院長ブログ
スモモ
2023年6月18日|院長ブログ
実家の畑 の脇に高さ3mくらいのスモモの木があります。
毎年この時期になると、スモモの実が熟して、ボタボタと地面に落ちてきます。
一斉に実が落ちるので、タイミングが合えば実が沢山取れます。
先日スモモの近くで草むしりをしていると、「スイマセーン」と声、見るとアジア系外国人の若い女の子二人が立っている。小柄で20代くらい。近所に住んでいる技能実習生らしい。

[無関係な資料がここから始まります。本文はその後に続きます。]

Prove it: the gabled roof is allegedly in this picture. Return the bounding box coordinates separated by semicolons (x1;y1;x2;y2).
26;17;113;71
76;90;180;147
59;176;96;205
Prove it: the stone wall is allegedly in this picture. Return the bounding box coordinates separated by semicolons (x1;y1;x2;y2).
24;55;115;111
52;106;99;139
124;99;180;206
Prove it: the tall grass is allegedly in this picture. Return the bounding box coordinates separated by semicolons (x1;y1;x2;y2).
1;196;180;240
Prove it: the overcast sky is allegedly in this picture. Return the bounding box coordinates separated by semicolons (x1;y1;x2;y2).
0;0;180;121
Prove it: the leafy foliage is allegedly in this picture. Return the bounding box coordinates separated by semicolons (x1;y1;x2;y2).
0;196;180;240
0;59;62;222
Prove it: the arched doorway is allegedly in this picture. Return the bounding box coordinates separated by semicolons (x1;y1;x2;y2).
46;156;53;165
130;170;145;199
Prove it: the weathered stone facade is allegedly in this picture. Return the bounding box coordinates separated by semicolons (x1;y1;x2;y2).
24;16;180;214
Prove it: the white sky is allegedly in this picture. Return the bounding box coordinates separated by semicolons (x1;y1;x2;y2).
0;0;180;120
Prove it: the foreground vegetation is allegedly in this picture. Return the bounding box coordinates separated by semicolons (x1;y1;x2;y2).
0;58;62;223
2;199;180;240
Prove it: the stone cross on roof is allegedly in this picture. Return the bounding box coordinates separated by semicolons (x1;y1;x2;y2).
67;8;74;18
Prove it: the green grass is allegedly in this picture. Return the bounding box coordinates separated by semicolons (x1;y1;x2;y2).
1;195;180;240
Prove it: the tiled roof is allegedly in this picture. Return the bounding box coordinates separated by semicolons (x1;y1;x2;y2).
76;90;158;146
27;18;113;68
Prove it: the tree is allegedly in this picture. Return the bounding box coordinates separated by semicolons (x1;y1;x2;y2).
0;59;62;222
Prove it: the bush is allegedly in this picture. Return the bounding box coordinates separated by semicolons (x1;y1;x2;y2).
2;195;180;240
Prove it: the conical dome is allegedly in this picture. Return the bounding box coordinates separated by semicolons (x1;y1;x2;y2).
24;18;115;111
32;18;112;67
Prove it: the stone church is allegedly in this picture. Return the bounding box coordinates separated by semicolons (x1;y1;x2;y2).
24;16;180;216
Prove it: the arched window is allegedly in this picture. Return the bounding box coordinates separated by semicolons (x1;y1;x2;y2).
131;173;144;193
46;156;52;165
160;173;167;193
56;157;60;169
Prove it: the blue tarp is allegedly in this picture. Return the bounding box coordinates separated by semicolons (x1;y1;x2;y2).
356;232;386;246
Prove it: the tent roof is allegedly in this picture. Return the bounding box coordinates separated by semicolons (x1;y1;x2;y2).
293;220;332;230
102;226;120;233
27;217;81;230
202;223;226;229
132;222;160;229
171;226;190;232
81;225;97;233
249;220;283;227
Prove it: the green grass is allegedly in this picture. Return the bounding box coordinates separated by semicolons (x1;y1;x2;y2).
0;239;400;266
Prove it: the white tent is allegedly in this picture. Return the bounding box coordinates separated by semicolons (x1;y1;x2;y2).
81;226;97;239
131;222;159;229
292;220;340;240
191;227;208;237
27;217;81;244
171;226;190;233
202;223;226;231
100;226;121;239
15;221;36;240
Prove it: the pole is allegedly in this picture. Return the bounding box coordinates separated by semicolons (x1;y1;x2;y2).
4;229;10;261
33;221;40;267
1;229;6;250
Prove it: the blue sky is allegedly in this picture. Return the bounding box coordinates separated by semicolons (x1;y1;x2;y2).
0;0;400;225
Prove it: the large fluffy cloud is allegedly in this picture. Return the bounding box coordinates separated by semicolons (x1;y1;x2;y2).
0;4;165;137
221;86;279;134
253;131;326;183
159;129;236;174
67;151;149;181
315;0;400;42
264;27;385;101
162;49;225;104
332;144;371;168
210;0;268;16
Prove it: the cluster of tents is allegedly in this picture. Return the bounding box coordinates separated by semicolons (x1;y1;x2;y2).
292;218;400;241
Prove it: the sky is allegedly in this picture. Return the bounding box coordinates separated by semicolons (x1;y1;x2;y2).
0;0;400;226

スモモの木を指さして「アレ モラエマスカ?」とカタコトの日本語。
自分が取っても余るので「ああ、どうぞ~」と笑顔を作って、言いました。
女の子たち、手を伸ばして届くくらいの実を取ったら、帰るのかな、と草むしりしながら、チラチラ見ていると・・・
二人はトラのように猛然と木に登りだし、葉っぱに隠れて姿が見えなくなるくらい、するすると高いところに登っていき、スモモの実をもいでる。
(そんなに沢山取るとは思ってなかった・・・)
しばし呆然・・・
「いいよ」、と言ってしまった手前 ちょっとやめてよとは言いにくい。日本語通じにくいし。
ポリ袋に実を取った女の子の一人が、木から降りてしばらくすると、今度は、体格の良い男性を連れてきた。
男性はさらに枝の高い方に登って、手に届く限りのスモモを取っている。
3人がかりで、10分くらいして、人間の手で届く限りのスモモを取りつくした後、「アリガト~」と言って帰っていきました。
(国際親善、国際親善・・・)と心に念じながら「良かったね~」と笑顔を作って見送りました。
*
食べものをあげる、という行為は、言葉が分からなくても善意の印。
昔私が医学生の頃ですが、カンボジアでNGOの仕事の見学をしたことがあります。ワクチン接種で、地方を回っていた時のことです。
イナカで、何もないところでした。若い男女が、自分の家の庭先に生っているスモモを、私のためにと、気に登って取ってきて、プレゼントしてくれたことがあります。言葉もわかりませんでしたが気持ちが伝わってきました。
金銭のお礼よりも気持ちが伝わってうれしかった。
このことを日本に帰って、友達に伝えようと、袋一杯、スーツケースに入れて、日本に戻ってきました。
なんと、空港の検疫でスーツケースの中のスモモを発見されてしまい、「国内へ持ち込めません」と職員に言われました。
病気を持ち込む危険があるので、果物はみだりに持ち込んでいけないのだそうです。
思い出のスモモは全部没収されてしまいました。